We constructed and trained four independent networks over the same architecture

  1. a non-spiking network where ReLU units constitute the nonlinearities (ANN)
  2. a non-spiking network with custom receptive field kernels (ANN-RF)
  3. a spiking version, with three leaky integrate-and-fire (LIF) nonlinearities feeding a final, non-spiking leaky integrator (SNN)
  4. a spiking version, resembling (3), but where custom receptive field kernels promote translation-invariant feature recognition (SNN-RF)

The networks were trained with backpropagation-through-time using a regular l2-loss via the differentiable coordinate transform (DCT) method (presented futher below). The models are tested on unseen validation data (20% of the total training data).
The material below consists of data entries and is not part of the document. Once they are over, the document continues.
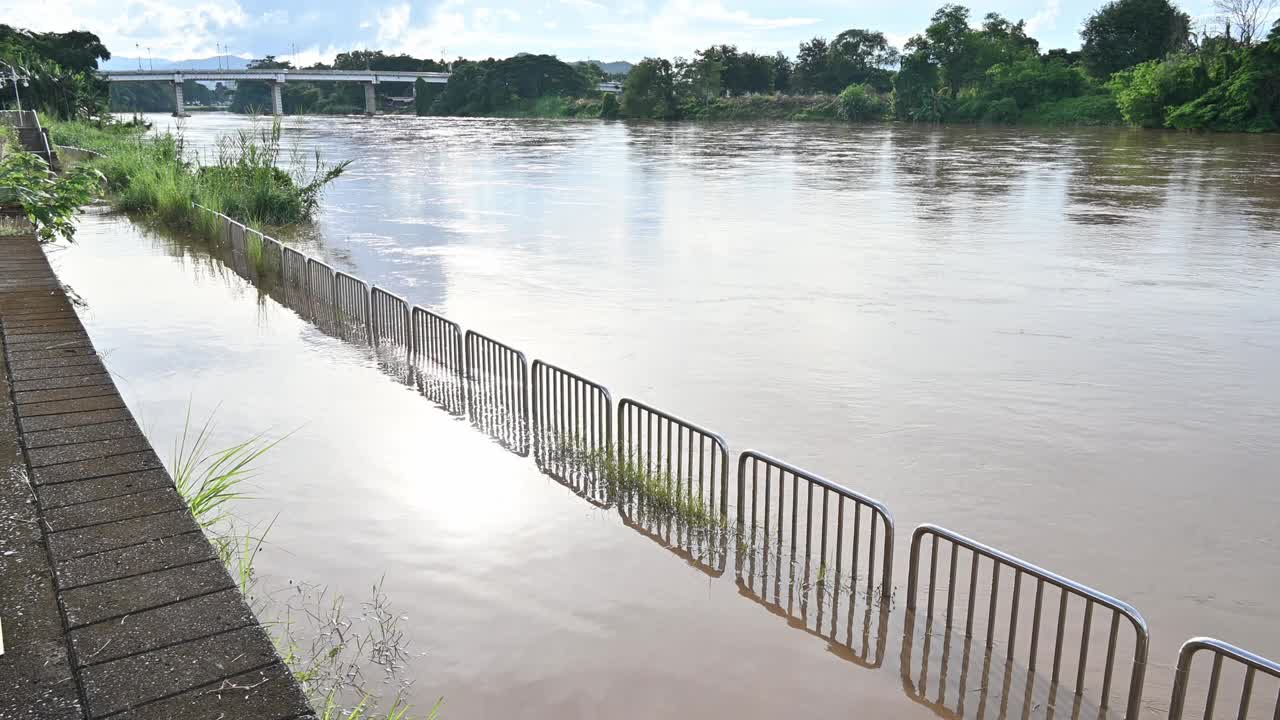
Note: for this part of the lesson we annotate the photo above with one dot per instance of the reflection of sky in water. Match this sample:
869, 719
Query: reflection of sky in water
979, 327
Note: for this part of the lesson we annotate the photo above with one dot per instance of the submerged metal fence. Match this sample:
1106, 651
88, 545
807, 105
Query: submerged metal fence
438, 358
816, 551
498, 391
824, 546
1002, 619
1242, 661
572, 424
672, 482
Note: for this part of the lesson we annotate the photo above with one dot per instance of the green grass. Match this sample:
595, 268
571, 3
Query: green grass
1084, 110
650, 492
155, 176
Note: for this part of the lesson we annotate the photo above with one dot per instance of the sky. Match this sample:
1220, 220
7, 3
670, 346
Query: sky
310, 31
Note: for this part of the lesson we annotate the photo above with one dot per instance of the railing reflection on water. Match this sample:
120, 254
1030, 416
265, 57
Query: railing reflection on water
321, 291
1070, 605
814, 551
351, 308
805, 548
498, 391
572, 424
671, 483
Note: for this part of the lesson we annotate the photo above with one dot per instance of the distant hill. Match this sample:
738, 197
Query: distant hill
615, 68
118, 63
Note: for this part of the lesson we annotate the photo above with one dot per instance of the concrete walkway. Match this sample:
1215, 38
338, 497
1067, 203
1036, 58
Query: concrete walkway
112, 601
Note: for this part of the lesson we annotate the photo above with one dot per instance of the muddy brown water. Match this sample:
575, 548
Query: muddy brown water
1063, 343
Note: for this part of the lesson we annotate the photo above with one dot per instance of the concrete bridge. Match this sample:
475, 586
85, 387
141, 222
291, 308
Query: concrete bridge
278, 77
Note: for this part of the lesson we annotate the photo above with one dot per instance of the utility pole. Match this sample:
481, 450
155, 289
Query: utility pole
13, 72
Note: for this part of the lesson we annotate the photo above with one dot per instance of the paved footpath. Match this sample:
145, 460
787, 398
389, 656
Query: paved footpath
112, 601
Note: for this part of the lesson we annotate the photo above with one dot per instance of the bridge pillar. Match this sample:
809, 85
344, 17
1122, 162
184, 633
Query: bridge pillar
179, 109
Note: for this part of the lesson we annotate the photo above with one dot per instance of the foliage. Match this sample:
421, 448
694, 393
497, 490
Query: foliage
492, 86
58, 68
1148, 90
1096, 109
243, 180
650, 91
1124, 33
860, 103
609, 108
50, 201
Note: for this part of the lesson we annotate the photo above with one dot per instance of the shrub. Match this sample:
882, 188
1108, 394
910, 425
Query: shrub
860, 103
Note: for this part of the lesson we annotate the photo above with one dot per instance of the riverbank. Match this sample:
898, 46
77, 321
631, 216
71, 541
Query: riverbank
114, 600
156, 177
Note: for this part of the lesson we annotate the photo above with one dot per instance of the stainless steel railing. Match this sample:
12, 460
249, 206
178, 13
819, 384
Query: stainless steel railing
1243, 660
1002, 620
498, 391
824, 546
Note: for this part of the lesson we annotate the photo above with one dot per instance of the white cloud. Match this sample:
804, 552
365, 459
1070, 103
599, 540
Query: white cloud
167, 28
1046, 18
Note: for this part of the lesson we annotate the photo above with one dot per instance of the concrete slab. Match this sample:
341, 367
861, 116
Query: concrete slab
115, 598
261, 695
64, 393
123, 533
100, 488
60, 454
122, 507
132, 682
49, 383
83, 433
74, 419
113, 601
135, 560
63, 406
161, 627
86, 469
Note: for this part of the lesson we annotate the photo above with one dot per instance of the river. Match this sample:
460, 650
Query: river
1060, 342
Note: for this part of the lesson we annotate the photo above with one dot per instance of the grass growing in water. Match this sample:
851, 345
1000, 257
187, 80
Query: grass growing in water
328, 654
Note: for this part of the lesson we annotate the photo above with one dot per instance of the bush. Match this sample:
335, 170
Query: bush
860, 103
1147, 91
152, 176
1001, 112
609, 106
1097, 109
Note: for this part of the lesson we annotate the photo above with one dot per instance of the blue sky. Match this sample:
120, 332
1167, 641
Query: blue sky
574, 30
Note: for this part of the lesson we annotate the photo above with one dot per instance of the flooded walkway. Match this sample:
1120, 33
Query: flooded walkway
112, 600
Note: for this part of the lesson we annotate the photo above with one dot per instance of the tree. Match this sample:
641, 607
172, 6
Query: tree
782, 72
812, 68
1248, 17
949, 42
1125, 32
700, 78
860, 57
650, 90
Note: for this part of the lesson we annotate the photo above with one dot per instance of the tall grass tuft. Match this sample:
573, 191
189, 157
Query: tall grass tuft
328, 654
208, 479
245, 177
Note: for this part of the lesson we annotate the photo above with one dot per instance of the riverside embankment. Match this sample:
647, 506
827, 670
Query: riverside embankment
113, 602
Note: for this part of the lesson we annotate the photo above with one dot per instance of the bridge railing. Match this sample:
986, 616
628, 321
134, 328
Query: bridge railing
668, 479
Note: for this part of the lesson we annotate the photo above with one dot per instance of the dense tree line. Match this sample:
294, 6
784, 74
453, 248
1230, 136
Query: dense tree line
56, 71
1139, 63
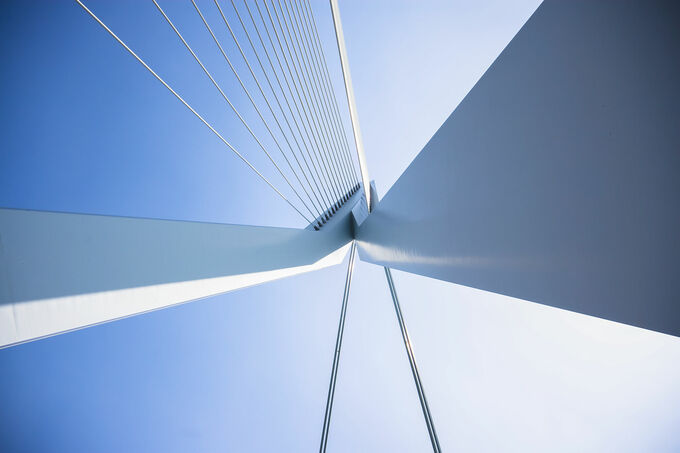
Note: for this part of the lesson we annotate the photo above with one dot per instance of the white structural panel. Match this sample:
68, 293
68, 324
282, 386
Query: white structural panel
557, 179
60, 272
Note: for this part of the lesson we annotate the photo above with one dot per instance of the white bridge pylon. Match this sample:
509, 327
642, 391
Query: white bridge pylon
60, 271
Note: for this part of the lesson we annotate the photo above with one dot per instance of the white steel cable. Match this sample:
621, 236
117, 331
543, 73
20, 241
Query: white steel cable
296, 76
312, 21
271, 110
322, 108
205, 70
240, 156
304, 87
339, 130
295, 96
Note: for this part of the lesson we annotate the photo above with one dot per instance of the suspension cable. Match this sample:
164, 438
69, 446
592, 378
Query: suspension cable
239, 155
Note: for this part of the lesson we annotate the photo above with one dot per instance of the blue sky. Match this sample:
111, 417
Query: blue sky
86, 129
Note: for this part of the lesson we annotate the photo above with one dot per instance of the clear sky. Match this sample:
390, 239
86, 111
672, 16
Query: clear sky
86, 129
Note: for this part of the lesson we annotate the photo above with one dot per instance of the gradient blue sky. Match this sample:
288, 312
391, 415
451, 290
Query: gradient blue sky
85, 129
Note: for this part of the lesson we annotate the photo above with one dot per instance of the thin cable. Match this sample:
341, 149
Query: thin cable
305, 122
189, 107
327, 79
414, 368
336, 355
323, 151
297, 76
305, 26
318, 179
205, 70
312, 21
271, 110
322, 107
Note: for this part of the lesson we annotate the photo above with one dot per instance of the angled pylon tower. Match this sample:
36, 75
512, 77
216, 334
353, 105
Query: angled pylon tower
556, 180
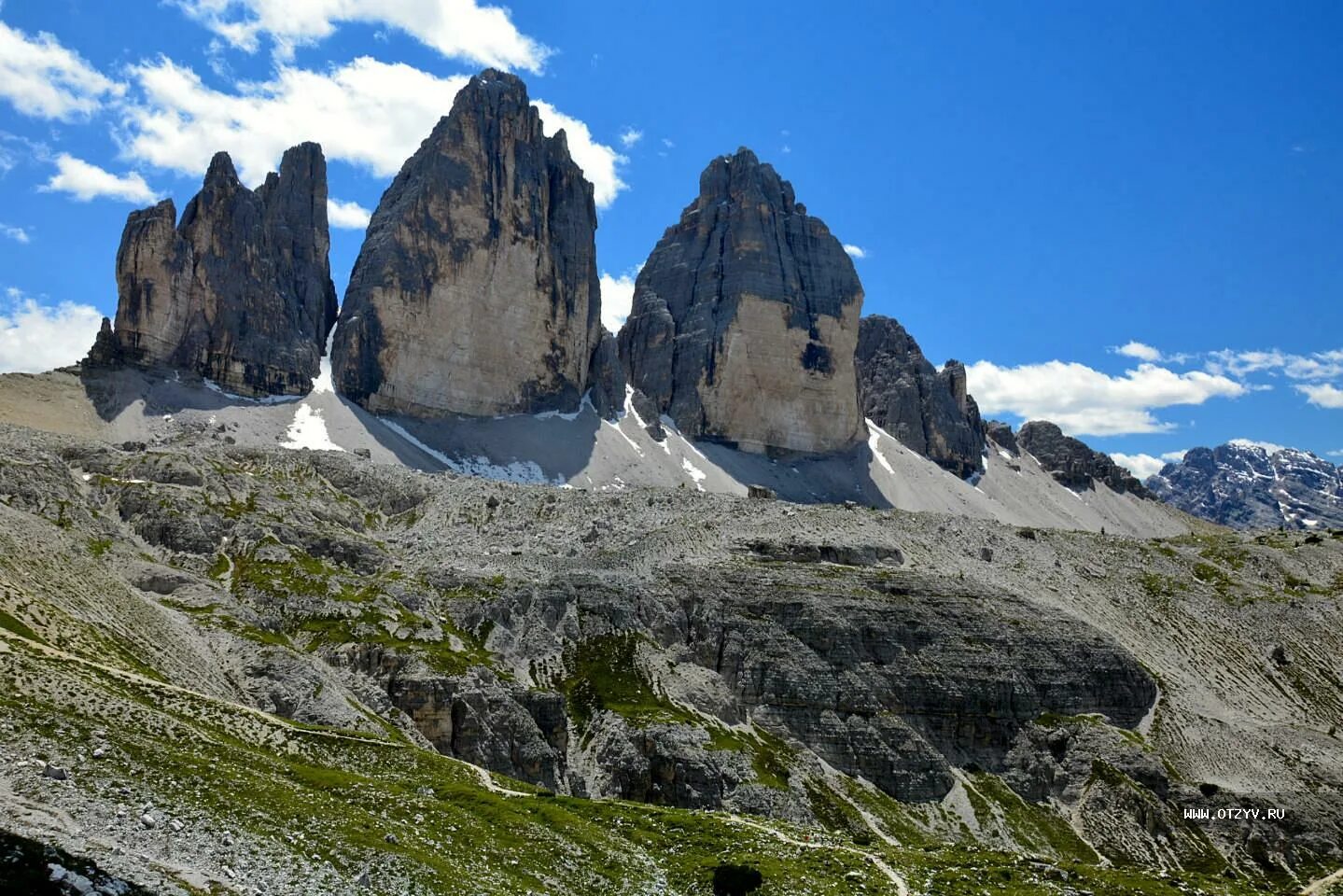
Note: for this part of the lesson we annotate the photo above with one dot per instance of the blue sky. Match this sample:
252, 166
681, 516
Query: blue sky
1033, 187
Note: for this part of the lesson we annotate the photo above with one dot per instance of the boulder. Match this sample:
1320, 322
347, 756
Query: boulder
476, 290
238, 290
746, 315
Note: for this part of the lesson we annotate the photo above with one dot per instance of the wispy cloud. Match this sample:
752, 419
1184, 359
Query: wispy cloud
40, 336
455, 28
16, 234
1146, 465
1323, 395
45, 79
1316, 366
369, 113
617, 299
1088, 402
86, 182
346, 216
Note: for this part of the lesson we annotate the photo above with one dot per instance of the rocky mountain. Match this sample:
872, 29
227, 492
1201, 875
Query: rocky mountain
476, 290
1072, 461
1249, 486
746, 318
927, 410
241, 668
239, 290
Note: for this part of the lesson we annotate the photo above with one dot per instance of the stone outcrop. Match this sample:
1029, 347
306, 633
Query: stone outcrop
1072, 462
239, 290
1249, 486
929, 412
746, 317
476, 290
1002, 436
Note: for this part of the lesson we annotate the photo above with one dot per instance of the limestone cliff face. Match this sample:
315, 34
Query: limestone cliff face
746, 317
239, 290
477, 289
1072, 461
930, 412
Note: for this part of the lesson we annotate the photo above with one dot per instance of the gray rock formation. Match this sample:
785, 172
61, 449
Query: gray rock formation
239, 290
746, 317
477, 289
1072, 462
1251, 488
904, 394
1000, 434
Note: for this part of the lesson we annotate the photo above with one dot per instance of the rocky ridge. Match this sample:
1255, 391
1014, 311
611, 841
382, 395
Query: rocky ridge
746, 317
927, 410
239, 290
476, 290
927, 679
1072, 462
1249, 486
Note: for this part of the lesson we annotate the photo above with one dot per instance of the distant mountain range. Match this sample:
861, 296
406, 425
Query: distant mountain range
1251, 486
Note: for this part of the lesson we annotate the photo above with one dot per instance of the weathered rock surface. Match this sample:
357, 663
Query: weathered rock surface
1072, 462
746, 317
929, 410
1251, 488
701, 651
239, 290
476, 290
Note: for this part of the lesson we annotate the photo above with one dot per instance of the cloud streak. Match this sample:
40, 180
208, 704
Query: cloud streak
45, 79
86, 182
1088, 402
455, 28
369, 113
36, 337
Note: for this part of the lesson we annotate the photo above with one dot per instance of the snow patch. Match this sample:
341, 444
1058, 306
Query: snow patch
524, 471
265, 399
696, 474
874, 434
309, 431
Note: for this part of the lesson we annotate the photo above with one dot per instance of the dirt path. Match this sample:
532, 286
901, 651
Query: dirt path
892, 875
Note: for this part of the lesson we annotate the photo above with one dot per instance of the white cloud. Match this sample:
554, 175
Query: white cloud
16, 234
36, 337
455, 28
1139, 351
1272, 448
45, 79
629, 137
1140, 465
599, 162
348, 216
1086, 402
369, 113
617, 300
1323, 395
88, 182
1316, 366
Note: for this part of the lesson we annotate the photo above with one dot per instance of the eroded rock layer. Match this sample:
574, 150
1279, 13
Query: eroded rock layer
239, 290
929, 410
1072, 461
476, 290
746, 317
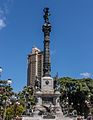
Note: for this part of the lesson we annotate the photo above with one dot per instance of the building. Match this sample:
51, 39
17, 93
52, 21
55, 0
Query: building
35, 66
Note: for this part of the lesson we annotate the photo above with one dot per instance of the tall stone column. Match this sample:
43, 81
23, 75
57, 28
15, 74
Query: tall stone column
46, 28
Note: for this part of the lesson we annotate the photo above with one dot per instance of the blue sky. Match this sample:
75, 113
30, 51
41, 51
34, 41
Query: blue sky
71, 37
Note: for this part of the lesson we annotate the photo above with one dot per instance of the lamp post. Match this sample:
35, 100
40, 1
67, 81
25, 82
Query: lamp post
1, 70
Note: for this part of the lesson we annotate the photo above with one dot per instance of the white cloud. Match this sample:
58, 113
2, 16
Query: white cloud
86, 74
2, 23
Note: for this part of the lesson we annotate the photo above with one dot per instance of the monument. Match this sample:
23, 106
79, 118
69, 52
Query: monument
46, 92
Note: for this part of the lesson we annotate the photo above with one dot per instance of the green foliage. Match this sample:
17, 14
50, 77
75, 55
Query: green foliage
77, 91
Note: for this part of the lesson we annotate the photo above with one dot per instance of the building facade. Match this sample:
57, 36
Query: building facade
35, 66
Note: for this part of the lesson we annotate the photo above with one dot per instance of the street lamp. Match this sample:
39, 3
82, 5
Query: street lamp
1, 71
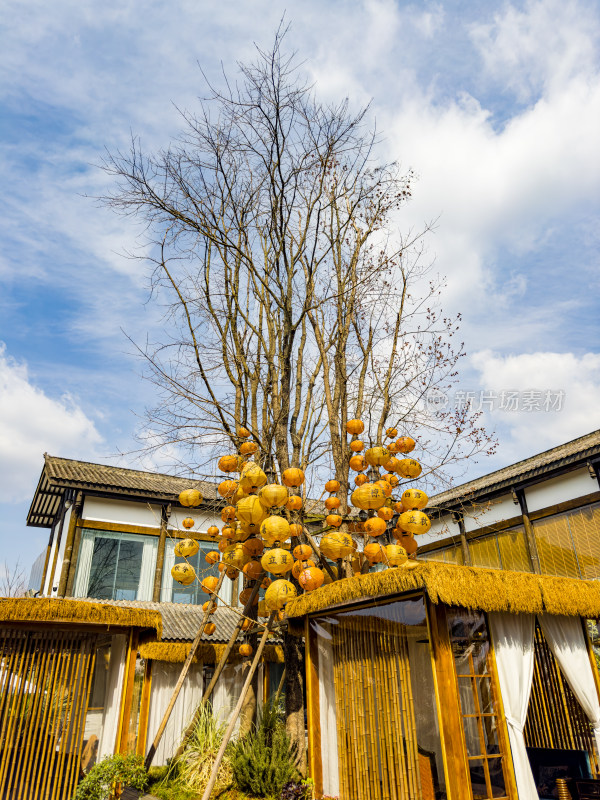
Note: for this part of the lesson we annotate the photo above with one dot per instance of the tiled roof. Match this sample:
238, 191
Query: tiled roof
571, 453
61, 475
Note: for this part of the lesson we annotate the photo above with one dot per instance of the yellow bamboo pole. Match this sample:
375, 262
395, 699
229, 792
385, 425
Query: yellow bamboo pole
182, 675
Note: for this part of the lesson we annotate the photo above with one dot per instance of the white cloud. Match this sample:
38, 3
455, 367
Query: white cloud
574, 410
32, 423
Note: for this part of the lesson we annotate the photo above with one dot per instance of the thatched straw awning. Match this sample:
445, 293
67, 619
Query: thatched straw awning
469, 587
84, 612
177, 652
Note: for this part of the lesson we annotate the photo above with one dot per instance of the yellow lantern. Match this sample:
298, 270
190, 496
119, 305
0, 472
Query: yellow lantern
277, 561
395, 555
252, 477
301, 565
358, 463
405, 444
311, 578
248, 448
227, 488
415, 522
355, 426
275, 529
250, 513
302, 551
392, 464
293, 477
229, 463
278, 594
190, 498
209, 584
262, 609
235, 556
294, 503
368, 497
184, 574
376, 456
409, 468
336, 545
254, 547
252, 570
186, 548
273, 495
375, 526
414, 499
374, 553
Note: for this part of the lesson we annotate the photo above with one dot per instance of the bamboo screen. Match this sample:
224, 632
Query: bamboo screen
45, 681
385, 708
555, 719
569, 544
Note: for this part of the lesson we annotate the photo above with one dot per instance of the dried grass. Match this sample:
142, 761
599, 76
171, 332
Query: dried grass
469, 587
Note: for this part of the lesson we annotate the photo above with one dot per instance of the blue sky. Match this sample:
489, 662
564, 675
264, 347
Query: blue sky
495, 105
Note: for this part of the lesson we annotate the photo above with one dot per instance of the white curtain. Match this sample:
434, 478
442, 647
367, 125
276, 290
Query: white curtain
567, 642
112, 697
512, 635
328, 721
164, 678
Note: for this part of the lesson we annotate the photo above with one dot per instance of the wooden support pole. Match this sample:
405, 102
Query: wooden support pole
236, 711
182, 675
219, 668
165, 513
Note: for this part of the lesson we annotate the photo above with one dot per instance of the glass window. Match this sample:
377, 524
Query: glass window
116, 566
375, 670
173, 592
471, 650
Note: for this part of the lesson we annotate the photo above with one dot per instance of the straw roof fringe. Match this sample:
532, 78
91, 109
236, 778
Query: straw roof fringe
469, 587
46, 609
177, 652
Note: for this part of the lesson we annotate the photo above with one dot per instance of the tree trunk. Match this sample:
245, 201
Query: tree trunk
294, 696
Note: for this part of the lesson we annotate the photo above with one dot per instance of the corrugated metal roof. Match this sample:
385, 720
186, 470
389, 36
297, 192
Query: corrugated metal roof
571, 453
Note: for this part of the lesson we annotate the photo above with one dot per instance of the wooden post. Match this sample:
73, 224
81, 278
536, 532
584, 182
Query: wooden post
63, 584
165, 513
219, 668
529, 532
236, 711
182, 675
464, 545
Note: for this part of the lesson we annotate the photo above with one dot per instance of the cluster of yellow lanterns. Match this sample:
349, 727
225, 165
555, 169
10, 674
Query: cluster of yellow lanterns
260, 518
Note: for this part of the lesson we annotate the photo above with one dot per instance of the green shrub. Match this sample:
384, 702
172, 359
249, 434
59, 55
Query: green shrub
129, 770
265, 760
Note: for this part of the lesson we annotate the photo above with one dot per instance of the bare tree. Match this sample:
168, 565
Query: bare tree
13, 580
292, 303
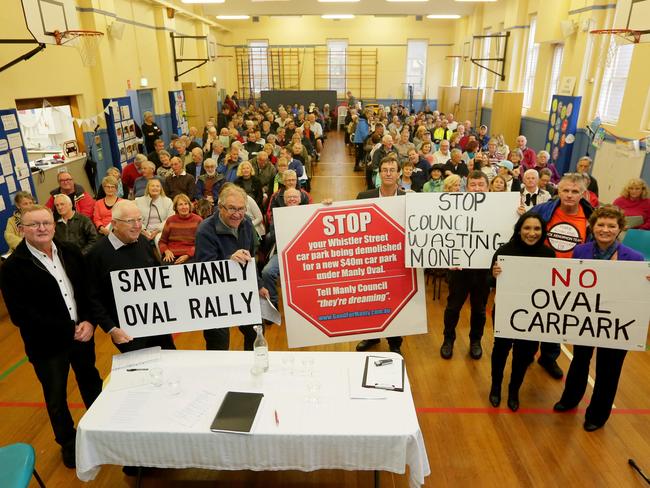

Prediction errors and performance

The receptive field version of the SNN outperforms even the artificial neural network. If we further explore the prediction errors of the models (sampled over the entire validation dataset), the performance benefit becomes clearer: the predicted coordinates from the receptive field model is significantly closer to the actual, labelled coordinates.

Future work

This is still work in progress and more work is needed to generalize the results. However, there are already a few extensions that would immediately be interesting to explore

  1. The gaussian structure of the output predictions can be exploited to further increase prediction accuracy.
  2. The current shapes are quite dense (Bernouilli p=0.8), such that the artificial networks are able to converge to the shapes in the given frames. We wish to explore the sparseness of the shapes (lower the Bernouilli distribution of the shapes) while exploring the temporal process of recurrent artificial (non-spiking) networks.
  3. We currently focus on translation-invariance. We wish to extend our method to more complex shapes that require both scale- and rotation-invariance.

Acknowledgements

Thank you to all the people in the Neurocomputing Systems Lab. at KTH Royal Institute of Technology, where this work was done. We graciously acknowledge the funding we received from the Human Brain Project. We also owe a debt of gratitude to the Copenhagen AI Pioneer Centre.